US 11,915,138 B2
Method and device for reducing a size of a neural network model
Weifeng Zhang, San Mateo, CA (US); Guoyang Chen, San Mateo, CA (US); Yu Pu, San Mateo, CA (US); Yongzhi Zhang, San Mateo, CA (US); and Yuan Xie, San Mateo, CA (US)
Assigned to Alibaba Group Holding Limited, Grand Cayman (KY)
Filed by ALIBABA GROUP HOLDING LIMITED, Grand Cayman (KY)
Filed on Feb. 18, 2020, as Appl. No. 16/793,993.
Prior Publication US 2021/0256380 A1, Aug. 19, 2021
Int. Cl. G06N 3/082 (2023.01); G06N 3/10 (2006.01)
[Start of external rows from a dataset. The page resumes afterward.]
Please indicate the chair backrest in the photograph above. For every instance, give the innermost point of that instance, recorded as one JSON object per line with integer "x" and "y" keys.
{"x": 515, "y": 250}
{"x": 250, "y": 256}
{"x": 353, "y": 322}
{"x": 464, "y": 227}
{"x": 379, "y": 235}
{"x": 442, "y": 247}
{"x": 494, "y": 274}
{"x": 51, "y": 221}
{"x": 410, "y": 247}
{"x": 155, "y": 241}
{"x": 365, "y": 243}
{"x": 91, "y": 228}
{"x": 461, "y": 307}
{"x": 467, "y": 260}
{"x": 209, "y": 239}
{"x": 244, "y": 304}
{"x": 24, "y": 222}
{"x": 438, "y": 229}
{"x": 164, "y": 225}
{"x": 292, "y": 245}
CPC G06N 3/082 (2013.01) [G06N 3/10 (2013.01)] 14 Claims
OG exemplary drawing
 
1. A method for reducing a size of a neural network model, comprising:
compressing data of the neural network model;
identifying structure information of a vector register, wherein the structure information includes a number of registers included in the vector register;
comparing a number of elements in the compressed data of the neural network model with a first condition, wherein the first condition is determined based on the number of registers in the vector register;
in response to the number of elements satisfying the first condition, associating the compressed data of the neural network model with the vector register to enable loading the compressed data of the neural network model to the vector register;
in response to the number of elements satisfying the first condition, sending an indication to end compression of the data;
comparing the number of elements in the compressed data of the neural network model with a second condition, wherein the second condition is determined based on the number of registers in the vector register, and is different from the first condition; and
adjusting a structure of the vector register in response to the number of elements satisfying the second condition,
wherein satisfying the first condition comprises being equal to or smaller than the number of registers in the vector register, and wherein satisfying the second condition comprises being equal to or smaller than one half of the number of registers in the vector register.